Optimization Through Signal Processing Historically, there has always been a need for effective authentication solutions. Biometrics has been proven to be an effective answer to this problem because of the uniqueness that biometric keys possess. Therefore, the challenge now is to develop effective biometric solutions optimized to certain constraints depending on the needs and resources of the end user. Some will prefer solutions with real-time results while others will prefer solutions that are nearly error-free. Our research focuses on using the fundamentals of digital signal processing to bring about the optimized solutions.
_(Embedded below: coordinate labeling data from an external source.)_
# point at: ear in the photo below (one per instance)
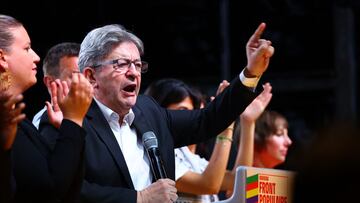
(3, 63)
(89, 74)
(47, 81)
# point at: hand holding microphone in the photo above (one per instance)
(156, 164)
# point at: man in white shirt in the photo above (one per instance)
(117, 168)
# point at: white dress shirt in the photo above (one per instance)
(132, 148)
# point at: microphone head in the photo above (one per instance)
(149, 140)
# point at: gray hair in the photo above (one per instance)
(100, 42)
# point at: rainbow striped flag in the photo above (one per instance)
(252, 189)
Two Equivalent Processes, Two Different Domains Fingerprint matching is process that involves scanning an image, then testing that image against a database of known fingerprints to find out if a match has occurred. This process of finding a "correlation" between two pictures can be executed in one of two ways using signal processing: In the Time/Spatial Domain or in the Frequency Domain. In addition to written analysis, be sure to check out the Matlab .m files on the sidebar. Time/Spatial Domain The Time/spatial domain process of matching involves using 2D Convolution to find a correlation between two image matrices. In order to find a correlation, first we can use the Matlab command "conv2" as our workhorse. Once the two images are convolved, the maximum value in the matrix is obtain using the command "max." Properties of the Spatial Convolution Method Advantages: Known Method that works, fairly robust Disadvantages: Calculations take up many clock cycles i.e. fairly expensive, timewise Frequency Domain Just like in the spatial domain, in the frequency domain we use a Matched Filter to determine the correlation between two images. The frequency domain counterpart to 2D convolution is multiplication using Fourier manipulation. That is, instead of spending a great deal of clock cycles convolving two large images (256x256), we simply can perform the FFT on the two image matrices and then multiply the result. In order to get good results, it is also necessary to use the "normalized" matrices with Matlab's "norm" command. More specifically, we used the Frobenius Norm, also called the Euclidean Norm. Here is the process in full: Frequency Domain Matching Take Frobenius Norm of both images Perform the FFT on both images Multiply the resultant matrices together Similarly to spatial domain, find the maximum value, or correlation Since the multiplication in the Fourier domain is the same as convolution in the time/spatial domain, we choose Fourier analysis for sake of pure speed and wait time. In Matlab, the "FFT" command is just more optimized for faster calculations, and the difference is noticable. Properties of the Fourier Method Advantages: Same as spatial domain method only much faster Disadvantages: Doesn't take into account angular orientation of the fingerprint. Only 2D.